The leading personal genetics company, 23andMe, said on Monday that it has published an analysis that can improve the accuracy and efficiency of identity-by-descent detection through a new, open-source algorithm called HaploScore.
The study, titled "Reducing pervasive false positive identical-by-descent segments detected by large-scale pedigree analysis" was published on April 30, 2014 in Molecular Biology and Evolution
HaploScore provides a metric by which to rank the likelihood that a stretch of DNA is inherited IBD between two individuals or not. Analysis of genomic segments shared IBD between individuals is fundamental to many genetic applications, from demographic inference to estimating the heritability of diseases and identifying distant relatives, but IBD detection accuracy in non-simulated data was previously largely unknown.
To determine the accuracy of existing IBD detection algorithms, researchers extracted 25,432 genotyped European individuals containing 2,952 father-mother-child trios from the 23andMe, Inc. dataset. The team then used GERMLINE, a widely used IBD detection method, to detect IBD segments within this cohort and identified a false positive rate over 67 percent for short (2 to 4 centiMorgan) segments, arising primarily from the allowance of DNA phasing errors when detecting IBD which is necessary for retrieving long (> 6 centiMorgan) segments. The team then replicated the false IBD findings in an external dataset and introduced the HaploScore algorithm to improve the accuracy of short IBD segments while retaining long segments.

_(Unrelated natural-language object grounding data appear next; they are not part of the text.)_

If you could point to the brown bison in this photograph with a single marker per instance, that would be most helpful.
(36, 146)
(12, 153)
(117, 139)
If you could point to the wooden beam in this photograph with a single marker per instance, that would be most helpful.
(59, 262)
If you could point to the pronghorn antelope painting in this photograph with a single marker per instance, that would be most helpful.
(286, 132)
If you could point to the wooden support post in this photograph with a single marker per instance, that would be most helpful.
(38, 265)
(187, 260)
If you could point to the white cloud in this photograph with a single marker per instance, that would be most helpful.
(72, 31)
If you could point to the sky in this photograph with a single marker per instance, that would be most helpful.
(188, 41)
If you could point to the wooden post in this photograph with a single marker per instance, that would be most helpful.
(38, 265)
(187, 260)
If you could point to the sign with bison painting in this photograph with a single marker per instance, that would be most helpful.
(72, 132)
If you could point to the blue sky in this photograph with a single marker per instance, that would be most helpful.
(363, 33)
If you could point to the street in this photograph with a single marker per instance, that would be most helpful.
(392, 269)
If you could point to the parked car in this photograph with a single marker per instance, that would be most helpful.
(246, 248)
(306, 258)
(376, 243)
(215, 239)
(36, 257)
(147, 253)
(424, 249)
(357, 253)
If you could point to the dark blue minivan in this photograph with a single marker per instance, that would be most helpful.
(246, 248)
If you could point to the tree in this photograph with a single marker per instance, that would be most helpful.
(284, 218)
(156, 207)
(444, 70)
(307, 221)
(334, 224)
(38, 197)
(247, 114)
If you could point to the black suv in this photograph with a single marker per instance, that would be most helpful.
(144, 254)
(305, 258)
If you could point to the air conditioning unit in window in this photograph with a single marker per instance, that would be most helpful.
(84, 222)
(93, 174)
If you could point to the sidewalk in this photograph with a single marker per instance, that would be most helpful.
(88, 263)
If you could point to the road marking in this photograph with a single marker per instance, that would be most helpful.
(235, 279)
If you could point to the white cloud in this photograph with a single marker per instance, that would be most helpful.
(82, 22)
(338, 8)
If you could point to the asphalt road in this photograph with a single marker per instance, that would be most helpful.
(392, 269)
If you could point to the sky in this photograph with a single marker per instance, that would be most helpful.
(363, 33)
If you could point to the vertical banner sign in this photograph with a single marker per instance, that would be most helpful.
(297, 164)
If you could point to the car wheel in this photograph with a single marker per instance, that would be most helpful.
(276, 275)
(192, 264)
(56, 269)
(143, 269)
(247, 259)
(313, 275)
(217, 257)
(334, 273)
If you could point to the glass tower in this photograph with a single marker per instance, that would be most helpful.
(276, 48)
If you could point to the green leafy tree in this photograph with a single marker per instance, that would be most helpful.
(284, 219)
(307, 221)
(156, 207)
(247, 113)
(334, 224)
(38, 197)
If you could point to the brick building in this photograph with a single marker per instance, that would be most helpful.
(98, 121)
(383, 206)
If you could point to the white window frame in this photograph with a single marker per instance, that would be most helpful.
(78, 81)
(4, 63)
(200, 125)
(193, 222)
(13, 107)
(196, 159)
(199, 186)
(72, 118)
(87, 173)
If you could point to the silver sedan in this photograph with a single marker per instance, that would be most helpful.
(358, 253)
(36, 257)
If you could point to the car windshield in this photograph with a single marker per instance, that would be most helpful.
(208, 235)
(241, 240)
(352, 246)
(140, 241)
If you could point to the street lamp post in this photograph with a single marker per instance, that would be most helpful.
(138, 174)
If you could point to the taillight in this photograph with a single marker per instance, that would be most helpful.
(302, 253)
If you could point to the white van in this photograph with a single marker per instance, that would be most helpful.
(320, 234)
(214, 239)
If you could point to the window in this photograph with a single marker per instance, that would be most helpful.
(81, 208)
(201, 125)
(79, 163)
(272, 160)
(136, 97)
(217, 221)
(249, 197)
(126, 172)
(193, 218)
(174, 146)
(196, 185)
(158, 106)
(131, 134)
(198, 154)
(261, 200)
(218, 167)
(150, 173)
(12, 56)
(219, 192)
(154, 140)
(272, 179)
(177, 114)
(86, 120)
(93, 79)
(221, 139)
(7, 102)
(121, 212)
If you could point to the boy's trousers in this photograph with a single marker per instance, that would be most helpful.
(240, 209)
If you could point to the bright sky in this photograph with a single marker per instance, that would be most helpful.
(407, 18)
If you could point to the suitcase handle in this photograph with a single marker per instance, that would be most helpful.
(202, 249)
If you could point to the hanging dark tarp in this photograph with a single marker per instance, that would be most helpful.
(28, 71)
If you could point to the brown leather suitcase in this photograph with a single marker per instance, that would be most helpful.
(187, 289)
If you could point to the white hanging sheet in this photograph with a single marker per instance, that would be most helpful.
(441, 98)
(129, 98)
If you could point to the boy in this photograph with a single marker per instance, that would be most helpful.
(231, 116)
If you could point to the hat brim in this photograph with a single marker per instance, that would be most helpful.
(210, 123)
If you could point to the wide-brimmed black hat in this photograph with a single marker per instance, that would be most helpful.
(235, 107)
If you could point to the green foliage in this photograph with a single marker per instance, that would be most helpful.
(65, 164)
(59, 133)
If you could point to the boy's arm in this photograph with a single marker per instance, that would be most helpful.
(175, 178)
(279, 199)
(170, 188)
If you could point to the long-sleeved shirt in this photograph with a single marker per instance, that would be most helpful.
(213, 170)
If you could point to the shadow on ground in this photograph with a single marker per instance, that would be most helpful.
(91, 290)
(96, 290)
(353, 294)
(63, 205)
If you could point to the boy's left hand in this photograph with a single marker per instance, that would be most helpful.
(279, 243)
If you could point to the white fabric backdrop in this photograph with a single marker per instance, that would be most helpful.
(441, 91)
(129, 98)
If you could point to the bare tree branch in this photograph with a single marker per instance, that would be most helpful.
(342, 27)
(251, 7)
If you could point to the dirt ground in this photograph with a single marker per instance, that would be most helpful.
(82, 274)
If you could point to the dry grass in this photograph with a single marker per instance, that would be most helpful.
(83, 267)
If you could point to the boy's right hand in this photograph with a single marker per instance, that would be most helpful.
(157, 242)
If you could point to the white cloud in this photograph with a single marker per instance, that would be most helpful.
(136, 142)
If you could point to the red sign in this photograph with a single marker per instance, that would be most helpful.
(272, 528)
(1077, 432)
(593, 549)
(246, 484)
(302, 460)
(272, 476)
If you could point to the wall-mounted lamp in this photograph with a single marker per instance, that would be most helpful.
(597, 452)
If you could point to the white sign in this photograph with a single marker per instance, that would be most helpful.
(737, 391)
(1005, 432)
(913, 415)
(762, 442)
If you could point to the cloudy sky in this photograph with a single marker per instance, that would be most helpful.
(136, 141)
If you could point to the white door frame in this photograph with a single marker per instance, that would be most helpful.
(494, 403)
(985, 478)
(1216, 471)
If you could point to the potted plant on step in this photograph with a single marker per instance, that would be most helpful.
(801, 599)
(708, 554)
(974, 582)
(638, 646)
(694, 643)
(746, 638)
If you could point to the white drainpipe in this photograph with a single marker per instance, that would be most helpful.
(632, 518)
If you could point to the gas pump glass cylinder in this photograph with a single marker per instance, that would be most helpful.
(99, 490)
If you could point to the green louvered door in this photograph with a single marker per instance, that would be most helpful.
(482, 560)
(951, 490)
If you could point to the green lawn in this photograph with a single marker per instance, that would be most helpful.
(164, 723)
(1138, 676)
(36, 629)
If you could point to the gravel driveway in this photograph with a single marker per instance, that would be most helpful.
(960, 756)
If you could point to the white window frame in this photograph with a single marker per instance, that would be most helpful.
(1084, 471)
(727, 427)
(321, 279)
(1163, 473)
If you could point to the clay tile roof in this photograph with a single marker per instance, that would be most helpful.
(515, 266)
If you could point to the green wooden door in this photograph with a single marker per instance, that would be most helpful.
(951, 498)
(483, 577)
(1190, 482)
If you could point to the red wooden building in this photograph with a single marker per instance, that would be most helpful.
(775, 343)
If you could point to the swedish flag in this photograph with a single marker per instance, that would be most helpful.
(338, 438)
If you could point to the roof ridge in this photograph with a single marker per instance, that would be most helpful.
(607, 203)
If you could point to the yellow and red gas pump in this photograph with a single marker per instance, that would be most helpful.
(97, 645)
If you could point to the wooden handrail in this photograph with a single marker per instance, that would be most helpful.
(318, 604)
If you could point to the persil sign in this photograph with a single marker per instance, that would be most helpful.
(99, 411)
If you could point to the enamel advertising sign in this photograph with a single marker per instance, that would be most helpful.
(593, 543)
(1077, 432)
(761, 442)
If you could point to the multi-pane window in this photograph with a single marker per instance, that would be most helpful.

Because the open-source HaploScore algorithm can be applied to existing IBD segments, its introduction will differentiate between true and false reported IBD segments detected by any method to improve accuracy. The usage of IBD segments in genetic analyses will become increasingly common as the number of individuals with their genetic composition known increases.
"Identifying these false positives and creating the HaploScore solution will allow us to improve IBD detection and DNA phasing," said Cory McLean, Ph.D., study author and 23andMe computational biologist. "Improved IBD detection and DNA phasing will allow all researchers to more accurately identify genetic relationships between distantly-related individuals and allow for improved ancestry reports within 23andMe."